All of these companies could potentially have a big impact on the dairy industry. Perfect Day and New Culture are developing an entirely animal-free way to create milk, while BIOMILQ could theoretically replace dairy-based infant formula.

Though they might want to replace formula, Egger and Strickland were clear that they don’t want to replace breastfeeding altogether. “We’re not positioning ourselves to be equivalent to breastfeeding, because we know that immunologically there are some things we won’t be able to do,” Egger told me. Instead, she framed their product as a “supplemental nutrition aid.”

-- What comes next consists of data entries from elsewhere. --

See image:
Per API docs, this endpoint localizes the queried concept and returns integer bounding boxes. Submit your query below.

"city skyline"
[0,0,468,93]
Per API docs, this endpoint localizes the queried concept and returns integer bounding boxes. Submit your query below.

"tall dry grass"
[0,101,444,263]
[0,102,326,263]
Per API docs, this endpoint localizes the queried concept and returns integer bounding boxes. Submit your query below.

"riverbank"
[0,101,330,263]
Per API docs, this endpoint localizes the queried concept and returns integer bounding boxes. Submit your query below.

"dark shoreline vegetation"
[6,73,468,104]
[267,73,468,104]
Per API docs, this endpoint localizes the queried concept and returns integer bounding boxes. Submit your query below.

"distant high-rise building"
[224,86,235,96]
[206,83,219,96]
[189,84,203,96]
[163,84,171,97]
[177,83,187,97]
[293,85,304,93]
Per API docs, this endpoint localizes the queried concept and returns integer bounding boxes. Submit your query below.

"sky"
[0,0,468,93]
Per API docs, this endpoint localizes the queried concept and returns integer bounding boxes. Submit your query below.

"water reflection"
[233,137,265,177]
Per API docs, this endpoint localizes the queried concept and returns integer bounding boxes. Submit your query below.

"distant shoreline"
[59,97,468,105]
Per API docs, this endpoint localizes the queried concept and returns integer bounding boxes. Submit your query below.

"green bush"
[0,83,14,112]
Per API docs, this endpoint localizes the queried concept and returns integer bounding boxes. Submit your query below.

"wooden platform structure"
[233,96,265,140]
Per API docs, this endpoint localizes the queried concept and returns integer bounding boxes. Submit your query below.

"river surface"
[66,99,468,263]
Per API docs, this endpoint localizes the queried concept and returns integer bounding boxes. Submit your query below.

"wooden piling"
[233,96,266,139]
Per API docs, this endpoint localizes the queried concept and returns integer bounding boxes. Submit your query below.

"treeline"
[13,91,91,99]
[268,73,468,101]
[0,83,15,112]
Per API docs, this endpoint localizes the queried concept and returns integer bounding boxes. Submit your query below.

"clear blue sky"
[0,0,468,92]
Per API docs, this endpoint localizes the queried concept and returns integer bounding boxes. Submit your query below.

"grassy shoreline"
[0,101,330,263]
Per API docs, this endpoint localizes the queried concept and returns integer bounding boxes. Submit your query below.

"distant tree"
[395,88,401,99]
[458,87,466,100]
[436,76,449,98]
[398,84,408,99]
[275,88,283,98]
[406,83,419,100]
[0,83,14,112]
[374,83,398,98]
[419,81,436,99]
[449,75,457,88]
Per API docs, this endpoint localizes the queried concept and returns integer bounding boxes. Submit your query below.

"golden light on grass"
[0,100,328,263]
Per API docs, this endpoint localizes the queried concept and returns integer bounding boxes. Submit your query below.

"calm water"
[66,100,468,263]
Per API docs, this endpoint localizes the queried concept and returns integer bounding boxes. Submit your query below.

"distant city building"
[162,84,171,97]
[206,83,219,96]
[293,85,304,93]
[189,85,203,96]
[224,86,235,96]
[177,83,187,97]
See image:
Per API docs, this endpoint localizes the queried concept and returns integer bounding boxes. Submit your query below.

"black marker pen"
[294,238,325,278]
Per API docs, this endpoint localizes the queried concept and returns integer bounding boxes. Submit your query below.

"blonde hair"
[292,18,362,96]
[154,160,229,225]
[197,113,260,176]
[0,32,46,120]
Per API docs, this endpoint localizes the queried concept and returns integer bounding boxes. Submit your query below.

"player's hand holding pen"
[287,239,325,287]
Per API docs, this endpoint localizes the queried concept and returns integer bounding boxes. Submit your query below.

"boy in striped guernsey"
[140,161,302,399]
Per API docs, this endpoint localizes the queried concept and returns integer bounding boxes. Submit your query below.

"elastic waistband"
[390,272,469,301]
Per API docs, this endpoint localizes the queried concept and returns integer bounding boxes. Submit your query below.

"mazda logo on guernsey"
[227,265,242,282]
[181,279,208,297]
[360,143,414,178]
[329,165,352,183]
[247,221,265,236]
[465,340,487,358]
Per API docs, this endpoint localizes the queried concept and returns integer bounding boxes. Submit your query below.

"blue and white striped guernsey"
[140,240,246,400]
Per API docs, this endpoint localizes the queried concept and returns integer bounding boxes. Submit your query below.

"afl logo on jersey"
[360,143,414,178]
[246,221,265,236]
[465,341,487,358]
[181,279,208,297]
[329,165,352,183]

That could especially come in handy in low- and middle-income countries. BIOMILQ plans to eventually use its technology to provide reliable, cost-efficient breastmilk to areas were infants might struggle to get access to good nutrition.

The startup is still in very early stages with no significant funding, so we don’t even know if BIOMILQ will be able to follow through on their plan to commercialize their cultured (cell-based? cultivated?) breastmilk. But considering I hadn’t heard of lab-grown breast milk until a few months ago, and now there are two new companies making it, I think it’s safe to assume that the infant formula space has a shake-up coming its way.